Researchers who have completed the broadest regional study of the Human Papilloma Virus—which causes cervical cancer—have urged policymakers across the Caribbean and Latin America to continue distributing the HPV vaccine.
Cervical cancer is a major public health problem in the region, with ‘‘some of the highest incidence and mortality rates worldwide,’’ according to the report, available in the Public Library of Science (PLoS) online journal One.
Cervical cancer represents the second-most common malignancy in women around the world, with the Caribbean accounting for 11 per cent of the global death toll from cancer of the cervix.
‘‘Since cervical cancer affects relatively young women, it represents the single biggest cause of years of life lost from cancer in the developing world, contributing more to this burden of disease measure than do tuberculosis, maternal conditions or acquired immunodeficiency syndrome (AIDS),’’ the authors state.

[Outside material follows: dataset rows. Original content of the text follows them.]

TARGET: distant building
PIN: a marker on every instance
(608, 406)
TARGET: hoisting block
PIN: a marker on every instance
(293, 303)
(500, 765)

This study comes when some Caribbean countries are evaluating the introduction of the HPV vaccine in their national vaccination schedules.
The researchers checked thousands of research articles in a dozen international and regional databases to produce their meta-analysis.
A total of 79 studies from 18 countries, involving 7,986 women, met the inclusion criteria. Research from Cuba, Barbados and Jamaica was used.
Given recent medical advances, ministries should also consider ‘‘updating screening strategies using type-specific high-risk HPV-DNA-based tests,’’ said the researchers.
The team included Agustín Ciapponi, Ariel Bardach, Demián Glujovsky and Luz Gibbons from the Institute for Clinical Effectiveness and Health Policy (IECS) in Argentina.
The IECS helped support the study, with an independent grant from the GlaxoSmithKline pharmaceutical company.
Another author, María Alejandra Picconi from Argentina’s National Institute of Infectious Diseases, is credited with involvement in every stage of the project, from conceiving, designing and performing the experiment to analysing the data and writing the paper.